Nike tapped into eco-minded materials to deliver fruity new footwear.

Joining brands like Chanel, H&M and Hugo Boss, the Oregon athletic giant turned to a niche but growing biomaterial to design the Happy Pineapple Collection. The seven-sneaker release incorporates Piñatex, which uses the fibers of pineapple leaves that are usually discarded, left to rot or burned after the fruit is harvested in the Philippines. It’s among the first to use a newly tweaked version of the material, it said, which now uses 95 percent renewable materials in addition to offering “enhanced performance.”

Nike’s use of a planet-friendly raw material plays into the growing movement toward inputs created with their environmental impact in mind. In fact, scientific advancements, tech breakthroughs, shifting consumer interests and regulatory trends are some of the forces fueling the next-gen materials market to an estimated $2.2 billion by 2026, according to the Material Innovation Initiative’s first-of-its-kind State of the Industry Report on future-forward materials.

Footwear giant Nike created a seven-sneaker collection using a newly tweaked version of Piñatex's pineapple-leaf leather.
Piñatex X Nike Air Max 95 Premium Pineapple Courtesy

For the Happy Pineapple collection, launched Thursday, Ananas Anam’s Piñatex is substituted for traditional animal-derived leather, putting a plant-based spin on seven sneakers across the Free Run Trail Premium, the Air Max 90, the Air Max 95, Air Force One and the Air-Zoom Type franchises, with a graphic of the tropical fruit embroidered onto each shoe’s tongue.

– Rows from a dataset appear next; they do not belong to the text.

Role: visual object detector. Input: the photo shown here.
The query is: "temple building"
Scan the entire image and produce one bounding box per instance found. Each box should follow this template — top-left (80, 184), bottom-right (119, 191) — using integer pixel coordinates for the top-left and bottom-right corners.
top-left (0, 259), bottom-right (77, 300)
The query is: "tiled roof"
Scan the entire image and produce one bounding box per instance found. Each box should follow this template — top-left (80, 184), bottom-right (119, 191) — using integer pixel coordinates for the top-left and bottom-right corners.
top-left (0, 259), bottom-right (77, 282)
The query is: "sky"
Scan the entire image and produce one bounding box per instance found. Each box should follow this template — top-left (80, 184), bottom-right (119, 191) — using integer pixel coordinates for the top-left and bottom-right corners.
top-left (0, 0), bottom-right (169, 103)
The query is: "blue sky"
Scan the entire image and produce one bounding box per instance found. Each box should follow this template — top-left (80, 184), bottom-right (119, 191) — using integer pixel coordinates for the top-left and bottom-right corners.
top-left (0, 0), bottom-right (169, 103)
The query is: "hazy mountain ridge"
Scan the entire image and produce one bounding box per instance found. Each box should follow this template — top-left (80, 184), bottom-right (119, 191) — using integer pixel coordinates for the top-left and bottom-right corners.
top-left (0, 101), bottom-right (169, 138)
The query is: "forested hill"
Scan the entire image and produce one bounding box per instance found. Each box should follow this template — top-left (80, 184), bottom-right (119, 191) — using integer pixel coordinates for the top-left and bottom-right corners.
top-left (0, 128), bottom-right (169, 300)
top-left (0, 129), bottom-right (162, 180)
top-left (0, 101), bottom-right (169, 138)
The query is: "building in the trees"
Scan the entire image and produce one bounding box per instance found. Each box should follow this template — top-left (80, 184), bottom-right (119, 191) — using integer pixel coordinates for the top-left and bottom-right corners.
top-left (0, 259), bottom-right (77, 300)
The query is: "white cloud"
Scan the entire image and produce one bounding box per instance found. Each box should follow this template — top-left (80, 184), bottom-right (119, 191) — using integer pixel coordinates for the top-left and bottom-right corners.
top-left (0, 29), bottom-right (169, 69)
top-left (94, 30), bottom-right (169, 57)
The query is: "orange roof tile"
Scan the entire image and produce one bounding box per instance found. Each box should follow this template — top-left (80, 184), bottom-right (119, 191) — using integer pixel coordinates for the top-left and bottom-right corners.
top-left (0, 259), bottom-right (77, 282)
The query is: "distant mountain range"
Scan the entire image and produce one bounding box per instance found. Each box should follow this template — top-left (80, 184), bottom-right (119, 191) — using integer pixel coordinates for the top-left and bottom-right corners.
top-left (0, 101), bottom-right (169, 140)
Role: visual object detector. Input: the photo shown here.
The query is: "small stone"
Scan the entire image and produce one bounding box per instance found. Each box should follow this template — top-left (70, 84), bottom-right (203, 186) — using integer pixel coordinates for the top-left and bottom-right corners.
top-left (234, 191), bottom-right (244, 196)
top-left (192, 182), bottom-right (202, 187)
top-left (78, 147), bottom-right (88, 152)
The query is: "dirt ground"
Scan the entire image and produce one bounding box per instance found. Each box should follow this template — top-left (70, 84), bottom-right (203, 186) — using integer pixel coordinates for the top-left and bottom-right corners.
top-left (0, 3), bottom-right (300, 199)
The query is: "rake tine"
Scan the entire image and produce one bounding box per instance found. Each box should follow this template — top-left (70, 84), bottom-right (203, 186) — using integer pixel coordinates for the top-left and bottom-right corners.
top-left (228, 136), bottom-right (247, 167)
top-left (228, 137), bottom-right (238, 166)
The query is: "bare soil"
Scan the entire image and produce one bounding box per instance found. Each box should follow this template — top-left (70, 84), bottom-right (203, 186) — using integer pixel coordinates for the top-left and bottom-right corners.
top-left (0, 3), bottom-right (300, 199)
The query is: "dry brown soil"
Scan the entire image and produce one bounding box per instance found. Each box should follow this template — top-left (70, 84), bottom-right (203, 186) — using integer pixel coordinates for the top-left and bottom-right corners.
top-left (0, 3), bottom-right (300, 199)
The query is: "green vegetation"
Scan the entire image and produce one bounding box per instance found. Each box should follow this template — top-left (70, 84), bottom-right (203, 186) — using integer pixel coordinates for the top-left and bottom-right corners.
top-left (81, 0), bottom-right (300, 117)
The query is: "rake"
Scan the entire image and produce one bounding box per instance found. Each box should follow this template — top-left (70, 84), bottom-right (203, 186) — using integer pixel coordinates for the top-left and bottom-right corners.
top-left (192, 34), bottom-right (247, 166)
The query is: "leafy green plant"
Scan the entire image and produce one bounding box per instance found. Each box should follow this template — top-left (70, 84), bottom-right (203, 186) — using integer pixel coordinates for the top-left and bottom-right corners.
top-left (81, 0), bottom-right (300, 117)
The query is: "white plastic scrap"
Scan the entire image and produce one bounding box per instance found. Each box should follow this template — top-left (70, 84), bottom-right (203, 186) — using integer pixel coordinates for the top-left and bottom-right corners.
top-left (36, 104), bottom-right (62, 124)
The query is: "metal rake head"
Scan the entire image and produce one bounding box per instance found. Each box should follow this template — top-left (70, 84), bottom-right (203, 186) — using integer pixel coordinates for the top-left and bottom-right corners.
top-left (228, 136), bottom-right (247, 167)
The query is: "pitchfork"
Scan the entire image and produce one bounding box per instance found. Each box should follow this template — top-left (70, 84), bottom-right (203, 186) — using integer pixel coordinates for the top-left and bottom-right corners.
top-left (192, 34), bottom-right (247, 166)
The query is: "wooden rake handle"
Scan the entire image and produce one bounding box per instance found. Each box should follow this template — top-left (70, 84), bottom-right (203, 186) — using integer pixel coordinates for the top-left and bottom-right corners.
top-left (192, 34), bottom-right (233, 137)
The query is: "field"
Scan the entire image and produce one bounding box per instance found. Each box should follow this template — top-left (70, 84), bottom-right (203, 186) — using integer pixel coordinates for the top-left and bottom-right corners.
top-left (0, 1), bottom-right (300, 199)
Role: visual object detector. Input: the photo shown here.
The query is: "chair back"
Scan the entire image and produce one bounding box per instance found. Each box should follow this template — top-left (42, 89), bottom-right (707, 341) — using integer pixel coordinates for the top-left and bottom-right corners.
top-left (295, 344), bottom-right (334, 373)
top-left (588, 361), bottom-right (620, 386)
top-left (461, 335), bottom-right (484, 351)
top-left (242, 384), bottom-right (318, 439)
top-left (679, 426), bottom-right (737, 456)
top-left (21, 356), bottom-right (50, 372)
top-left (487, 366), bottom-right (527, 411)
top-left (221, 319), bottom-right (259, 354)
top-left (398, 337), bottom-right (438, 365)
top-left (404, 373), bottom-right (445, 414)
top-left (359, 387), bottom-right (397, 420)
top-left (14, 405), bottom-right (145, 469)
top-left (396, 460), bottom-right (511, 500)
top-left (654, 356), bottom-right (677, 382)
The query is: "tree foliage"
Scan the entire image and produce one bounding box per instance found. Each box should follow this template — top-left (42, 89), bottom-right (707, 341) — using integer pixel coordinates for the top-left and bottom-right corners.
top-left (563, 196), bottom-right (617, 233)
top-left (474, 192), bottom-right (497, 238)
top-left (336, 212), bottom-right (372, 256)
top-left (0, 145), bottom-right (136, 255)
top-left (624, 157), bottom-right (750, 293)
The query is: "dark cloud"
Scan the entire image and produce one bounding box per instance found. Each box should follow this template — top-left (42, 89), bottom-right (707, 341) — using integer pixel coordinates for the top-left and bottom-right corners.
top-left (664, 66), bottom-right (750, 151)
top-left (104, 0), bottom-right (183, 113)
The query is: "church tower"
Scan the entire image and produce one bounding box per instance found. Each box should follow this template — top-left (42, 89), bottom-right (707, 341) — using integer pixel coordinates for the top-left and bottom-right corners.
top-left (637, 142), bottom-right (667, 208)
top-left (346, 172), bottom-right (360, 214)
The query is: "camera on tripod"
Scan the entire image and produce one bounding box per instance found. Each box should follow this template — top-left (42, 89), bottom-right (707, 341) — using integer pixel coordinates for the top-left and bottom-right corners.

Nike’s latest impact report documented the brand’s struggles with increasing the usage of sustainable materials in footwear, though it made forward progress on the apparel side. The company actually took two percentage steps backward with its goal to pour more eco-friendly components into footwear, dipping from 31 percent to 29 percent over the past 60 months. The Piñatex drop signals Nike’s commitment to exploring the viability of new footwear materials that could reduce its impact on ecosystems.